Effect of Hands on Royal Icing Consistency

Recently I took a class at McGoo U.  We were all doing intricate work and my frosting was runny. This was odd because Liz made all the frosting and we all had the same size tip! Liz handed me her bag and the frosting worked fine.  It occurred to me I was older than the other students and probably the only one having hot flashes (menopause).  I'm wondering if some if my consistency problems is hot hands.  Liz mentioned she has cold hands.  Any suggestions, opinions or similar experiences? 

Original Post

Interesting concept.  I have very warm hands and always had issues with buttercream when I was doing cakes.  Worked it out by always decorating in a very cold room.  I also have problems with RI that looks like it was the right consistency thinning down as I am using it.  Maybe I will crank the AC and give the cold room a try on my next cookie project. 

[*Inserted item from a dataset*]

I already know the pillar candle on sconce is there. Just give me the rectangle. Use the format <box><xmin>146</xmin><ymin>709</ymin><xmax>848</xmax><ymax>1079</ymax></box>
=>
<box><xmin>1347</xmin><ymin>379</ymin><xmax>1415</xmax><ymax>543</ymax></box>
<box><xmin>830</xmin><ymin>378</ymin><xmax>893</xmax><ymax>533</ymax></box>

It's definitely possible that your hands could warm the icing and make it a little more fluid - just as icing that comes to room temp from the fridge gets looser as it warms. I find that if I work with the same cone for a long while, the icing can get a wee bit looser, I presume from handling it a lot. Though I imagine it would only get more fluid up to a certain point, especially if the icing started at room temperature, and that the variations would not be very large. I say this, because your body temperature isn't nearly hot enough to liquefy sugar (melting point for granulated sugar is between 140C and 180C, depending on who you ask.)

 

Was the icing at room temperature before you started? That could have been part of the problem, if it was warming up as you worked. That all said, you could try doubling up the bag (so there's more insulation, in effect) or working in a cooler environment, as mrshugs suggested. And see if you notice any material difference.

 

When I'm doing chocolate work, which is much more sensitive to temperature variations, I usually want warmer hands - so the chocolate doesn't set too fast! So menopause isn't all bad!

I also have warm hands and I always try to work quickly if I am using the same one bag on more than 24 cookies back to back.  If I have more than that, then I put the icing back in a bowl and add a little more sugar to it to firm it up a little if I have to keep working, or I will only fill half the bag and then refill the bag with the rest of the icing (mixing it with the warmer used icing) after 24-36 cookies.

Just a thought - I remember reading about someone who had 2 bags on the go.. one can rest and come down in temperature while the other is being used.

Since starting to use the Master Bags I have wondered about this as there is only a very thing layer between the RI and my normally quite warm palms.

I have been reading the book "The Art of Royal Icing, by Eddie Spence" and this is what he has to say on the matter : 

Remember that heat - whether in the atmosphere or from your hands - will cause the air in the icing to expand which will make the icing short (it will not flow easily), do not use the same bag of icing from more than 20 minutes as the heat from your hands will cause air bubbles to form and the lines may break.

I find that this is true for me. The heat from my hand transfer to the icing in the bag that I am holding. I try to make the icing a "little" more firm that what I really want because the "time" and "heat" effect makes it more liquid.

I have seen videos on youtube stating that you should wear gloves when working with buttercreams and other icings with unmelted fats. Might work, or at least let you know if heat from your hands was the problem. Maybe keep a pair of gardening gloves in the fridge, and swap when your hands get hot?

Mr. Spence also said to work with a bag for only 20 minutes, then you should switch to another bag. It means that you should prepare 2 bags of the same icing. When the icing consistency change because of the heat from the hand switch to the other bag. I also work in a "coldish" environment. Because the cookies and icing is sensible to humidity and air conditionning removes a bit of humidity I always crank it up a little.

Originally Posted by Jolies Gourmandises:

Mr. Spence also said to work with a bag for only 20 minutes, then you should switch to another bag. It means that you should prepare 2 bags of the same icing. When the icing consistency change because of the heat from the hand switch to the other bag. I also work in a "coldish" environment. Because the cookies and icing is sensible to humidity and air conditionning removes a bit of humidity I always crank it up a little.

Thanks for sharing.  I just went on Amazon and ordered the book.